When we think of old-fashioned, aggressive, authoritarian leaders, we tend to think of those who predicate leadership on what I have defined in my leadership coaching books as the driver trait.
Drivers like to dominate and shape environments. Mature drivers are confident and have no problems asserting themselves. They take the initiative, seize opportunities, and bring self-reliance and self-determination to the table. Driver leaders at the peak of their maturity are magnanimous, inspirational leaders who effortlessly empower and encourage employees.
Divers are self-reliant, dominant leaders.
Leadership Maturity and the Driver Trait
Leadership maturity sets successful, inspirational leaders apart from derailing leaders who risk devolving into liabilities for organizations. Mature leaders understand how their weaknesses and strengths work. Maturity entails some degree of self-awareness that allows leaders to recognize the dangers their leadership traits hide. Immaturity in life and leadership is the source of most bad decisions and irresponsible behaviors.
Mature drivers can use their self-confidence and assertiveness to make things better for employees, peers, and organizations. Such leaders can inspire others to adopt worthy causes.
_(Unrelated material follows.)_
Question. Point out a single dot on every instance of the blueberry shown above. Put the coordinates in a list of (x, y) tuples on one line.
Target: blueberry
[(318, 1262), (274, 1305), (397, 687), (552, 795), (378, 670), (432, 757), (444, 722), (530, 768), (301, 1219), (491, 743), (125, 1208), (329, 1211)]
Their persistence to achieve goals is a considerable asset so long as their goals reflect the interests of their people and the purposes of their organizations.
Are You a Mature Driver?
If you’re assertive, self-confident, and will stop at nothing to achieve goals, you’re probably a driver, but are you a mature driver? You may be if:
- Your assertiveness and dominant leadership style are sources of inspiration for others.
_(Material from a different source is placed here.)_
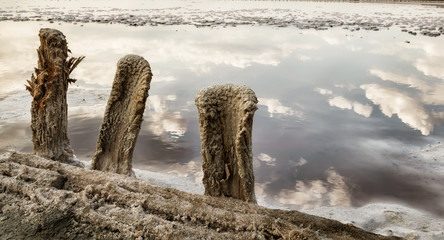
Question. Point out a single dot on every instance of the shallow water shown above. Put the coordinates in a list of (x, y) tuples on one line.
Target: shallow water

- You recognize opportunities and pounce on them with energy and enthusiasm that inspires your peers and reports.
- You adopt worthwhile causes above your personal interests and needs.
- Others admire and respect you.
- You find it easy to align your interests and aspirations with others.
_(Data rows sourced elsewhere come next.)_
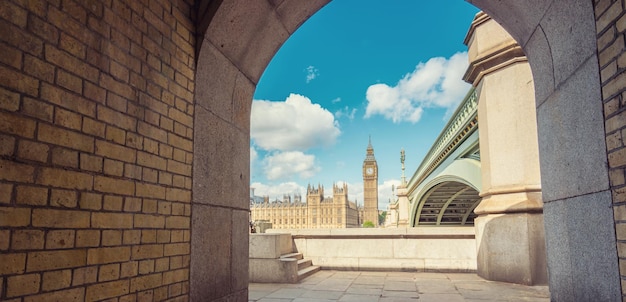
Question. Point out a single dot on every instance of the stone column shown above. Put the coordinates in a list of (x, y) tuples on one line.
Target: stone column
[(509, 227), (403, 206)]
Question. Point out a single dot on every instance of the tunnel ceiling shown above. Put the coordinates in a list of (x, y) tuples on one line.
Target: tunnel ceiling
[(448, 203)]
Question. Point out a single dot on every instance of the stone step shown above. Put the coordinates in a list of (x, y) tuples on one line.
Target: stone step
[(292, 255), (305, 272), (304, 263)]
- Reports view you as heroic.
Your basic motivation as a driver leader is to feel fulfilled and have fun with what you do. You don’t fear much, but you can’t bear the thought of losing what you think you deserve.
When Drivers Derail
How drivers relate to their environments defines their limitations as leaders. As the most aggressive leaders, drivers are prone to comparing themselves to others. They feel a need to be better than others and dominate environments. Since they’re the best at everything in their minds, they’re the ones who should make all the decisions.
You may be a derailing driver if:
- Your assertiveness degenerates into aggression and belligerence.
- Your need to dominate your environment makes you assume poorly calculated risks and adventures.
- The need to be better than others can dominate your personal and professional agendas.
- You seek to dominate those around you regardless of the costs.
- You’re self-centered.
- You want unconditional compliance from others and bully people to get your way.
If you fail to recognize your derailing tendencies and turn to executive coaching for help, you may spiral deeper into driver chaos.
- You become authoritarian and immoral.
- You see your organization as an ecosystem where survival of the fittest is the only law.
- You grow fearless and start believing you’re invincible.
- Whenever you face resistance, you become hostile and violent.
How Can Executive Coaching Help Derailing Drivers?
A coach can help derailing driver leaders disrupt the spiral of their derailment and create roadmaps for improvement.
Mature drivers can seek to acquire the attributes of mature helpers to become more selfless, empathic, and caring.
A great coach can change lives.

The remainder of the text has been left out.